Ai fautori dell’antropologia culturale, allora dominante, questi yanomamo killer su mandato divino e i loro «ratti delle Sabine» ante litteram non apparvero molto convincenti. Chagnon sembrò ai più un sociobiologo che a torto premiava la genetica e l’evoluzionismo, se non un mistificatore che per vanagloria strumentalizzava un popolo a rischio di estinzione. Contro di lui insorsero anche molti leader tribali, funzionari governativi brasiliani e venezuelani, missionari. Chagnon fu costretto a rettificare il proprio calcolo che il 44 per cento degli yanomamo fossero omicidi: la percentuale, disse, includeva chi aveva ucciso e chi pensava soltanto di avere ucciso tramite la stregoneria. Ma non si arrese mai, e nel corso dei decenni trovò sempre più insigni difensori. Ne ebbe bisogno soprattutto nel 2000, quando Patrick Tierney, un giornalista che aveva denunciato gli esperimenti segreti condotti dalla Commissione dell’energia atomica con sostanze radioattive su ignare cavie umane, lo accusò di avere fomentato insieme a James Neel, deceduto nel frattempo, gli scontri tra i selvaggi e addirittura di avere volutamente causato un’epidemia di morbillo.
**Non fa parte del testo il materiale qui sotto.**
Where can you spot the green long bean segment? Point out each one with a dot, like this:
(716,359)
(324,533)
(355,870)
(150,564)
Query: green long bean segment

L’uscita del libro di Tierney, Darkness in Eldorado («Tenebre nell’Eldorado»), trasformò il caso Chagnon in un giallo. Negli anni successivi, l’Associazione antropologica americana svolse una serie di indagini sull’operato sia dello studioso sia del giornalista. Ma mentre il «j’accuse» di Tierney risultò in prevalenza infondato, soprattutto riguardo alla epidemia di morbillo che aveva fatto molte vittime, il verdetto su Chagnon non fu unanime. Per una parte dell’Associazione, Yanomamo. The Fierce People rimase il resoconto attendibile della vita in una società primordiale, per un’altra una narrazione intesa a convalidare una tesi abbracciata a priori.
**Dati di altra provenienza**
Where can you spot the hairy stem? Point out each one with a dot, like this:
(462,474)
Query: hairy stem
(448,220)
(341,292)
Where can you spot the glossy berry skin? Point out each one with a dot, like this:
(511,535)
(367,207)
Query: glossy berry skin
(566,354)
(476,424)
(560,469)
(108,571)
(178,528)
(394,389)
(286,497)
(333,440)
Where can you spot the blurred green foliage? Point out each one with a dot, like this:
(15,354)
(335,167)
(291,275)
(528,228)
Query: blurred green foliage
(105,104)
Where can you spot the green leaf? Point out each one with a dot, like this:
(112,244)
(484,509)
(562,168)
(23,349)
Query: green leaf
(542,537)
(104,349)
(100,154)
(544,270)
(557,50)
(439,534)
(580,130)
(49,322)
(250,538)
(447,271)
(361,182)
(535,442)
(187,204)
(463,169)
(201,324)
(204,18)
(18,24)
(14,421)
Nel 2012 l’Accademia nazionale delle scienze, accogliendolo quale membro, il massimo onore tributabile a uno studioso, ha riabilitato Chagnon. Ma le sue memorie hanno riaperto le vecchie ferite. Nell’introduzione Chagnon non demorde: il passaggio dall’antropologia culturale a quella evolutiva, scrive, è obbligato. Il modo in cui l’umanità è giunta alla società civile e allo Stato di diritto, aggiunge, è spiegabile principalmente con la teoria dell’evoluzione.